Guangzhou Pharmaceutical Holdings Ltd. proposed investing up to 6.5 billion yuan ($ 1 billion) in a government-led bailout of Kangmei Pharmaceutical Co. (600518.SH)Kangmei said on Tuesday.
State-owned Guangzhou Pharmaceutical submitted the investment proposal on behalf of a consortium of state-owned investment companies, which are also investors in a newly formed entity to temporarily take control of Kangmei under of a rescue plan orchestrated by the provincial government of Guangdong. Guangzhou Pharmaceutical already controls the exploitation rights of Kangmei, analysts said.
In a separate statement on Tuesday, Kangmei revealed the development of the legal proceedings against his former chairman Ma Xingtian. On October 27, Ma was charged by prosecutors with illegal disclosure, non-disclosure of important information, embezzlement, and manipulation of the securities market.
Ma and Kangmei were also accused of paying bribes to government officials and regulators totaling more than 10 million yuan ($ 1.56 million), according to the acts of accusation disclosed in Kangmei’s statement. Many company officials linked to the corruption case have already been removed from their posts and punished, according to the indictments.
Once one of China’s largest publicly traded drugmakers, Shanghai-listed Kangmei has struggled to survive since the revelation of a multibillion-dollar financial reporting fraud in 2019 and the investigation into Ma’s corruption. Kangmei’s losses in 2020 reached 27.7 billion yuan, nearly five times more than 4.7 billion yuan a year earlier. In April, a Kangmei creditor complaint filed seeking a corporate bankruptcy restructuring, accusing Kangmei of failing to repay 49 million yuan.

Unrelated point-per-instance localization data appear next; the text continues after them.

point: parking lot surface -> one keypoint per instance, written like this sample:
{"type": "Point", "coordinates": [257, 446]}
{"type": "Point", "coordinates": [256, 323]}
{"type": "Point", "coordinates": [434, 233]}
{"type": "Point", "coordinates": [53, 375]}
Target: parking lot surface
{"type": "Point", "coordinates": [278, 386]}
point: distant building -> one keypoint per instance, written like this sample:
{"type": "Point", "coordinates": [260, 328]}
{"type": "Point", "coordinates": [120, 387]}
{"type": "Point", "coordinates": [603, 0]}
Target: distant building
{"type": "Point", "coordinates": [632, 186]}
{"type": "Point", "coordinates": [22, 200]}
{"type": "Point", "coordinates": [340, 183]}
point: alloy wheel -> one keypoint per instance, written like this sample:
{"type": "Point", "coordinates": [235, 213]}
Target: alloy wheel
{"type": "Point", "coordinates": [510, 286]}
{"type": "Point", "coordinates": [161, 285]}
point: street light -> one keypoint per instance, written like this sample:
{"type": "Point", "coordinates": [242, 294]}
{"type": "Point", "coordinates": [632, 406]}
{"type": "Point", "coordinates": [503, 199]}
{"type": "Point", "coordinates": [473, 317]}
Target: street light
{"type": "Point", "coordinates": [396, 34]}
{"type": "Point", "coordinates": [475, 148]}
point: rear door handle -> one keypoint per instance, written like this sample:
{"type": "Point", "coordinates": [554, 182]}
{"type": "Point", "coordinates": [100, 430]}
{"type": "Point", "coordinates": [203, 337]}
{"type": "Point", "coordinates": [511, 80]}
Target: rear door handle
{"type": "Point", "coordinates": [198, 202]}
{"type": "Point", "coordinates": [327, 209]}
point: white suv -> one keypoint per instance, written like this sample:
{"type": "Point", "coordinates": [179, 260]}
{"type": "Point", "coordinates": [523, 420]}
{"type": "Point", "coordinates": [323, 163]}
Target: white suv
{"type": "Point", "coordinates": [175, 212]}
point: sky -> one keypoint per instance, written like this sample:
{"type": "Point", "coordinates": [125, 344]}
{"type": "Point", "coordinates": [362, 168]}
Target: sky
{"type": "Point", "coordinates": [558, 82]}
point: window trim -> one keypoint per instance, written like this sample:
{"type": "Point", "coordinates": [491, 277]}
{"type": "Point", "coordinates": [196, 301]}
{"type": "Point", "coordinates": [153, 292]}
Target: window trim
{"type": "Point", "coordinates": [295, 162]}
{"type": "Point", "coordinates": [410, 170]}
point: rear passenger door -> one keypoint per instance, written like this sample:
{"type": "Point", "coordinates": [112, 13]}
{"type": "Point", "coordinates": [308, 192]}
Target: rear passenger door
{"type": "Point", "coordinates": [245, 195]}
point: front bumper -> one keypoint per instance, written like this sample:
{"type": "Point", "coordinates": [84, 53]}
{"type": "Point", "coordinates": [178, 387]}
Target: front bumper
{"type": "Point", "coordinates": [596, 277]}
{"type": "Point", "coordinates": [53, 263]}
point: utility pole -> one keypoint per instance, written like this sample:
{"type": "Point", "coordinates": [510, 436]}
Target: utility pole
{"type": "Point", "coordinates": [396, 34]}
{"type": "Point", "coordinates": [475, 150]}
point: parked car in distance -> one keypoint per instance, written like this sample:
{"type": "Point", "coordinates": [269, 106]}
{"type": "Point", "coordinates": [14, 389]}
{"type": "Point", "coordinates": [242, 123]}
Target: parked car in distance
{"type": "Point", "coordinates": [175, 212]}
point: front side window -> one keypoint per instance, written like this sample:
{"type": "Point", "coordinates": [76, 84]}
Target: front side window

An investigation by the China Securities Regulatory Commission later found that the company had engaged in a series of illegal activities, including forging documents for non-existent business activities, resulting in an overestimation of cash holdings. amounting to 88.7 billion yuan from 2016 to 2018. As of May 2020, the securities regulator fine Kangmei 600,000 yuan. The company is also facing a class action investors who have suffered losses.
In July 2020, Ma was taken into custody on suspicion of unlawful disclosure of information and non-disclosure of important information. Two months later, a special purpose vehicle was established by local state-owned enterprises and a pharmaceutical unit in Guangzhou to temporarily take control of Kangmei’s business.
The special purpose entity effectively became the temporary majority shareholder of Kangmei and also took over the management of Kangmei’s business and debt, without assuming any of its responsibilities.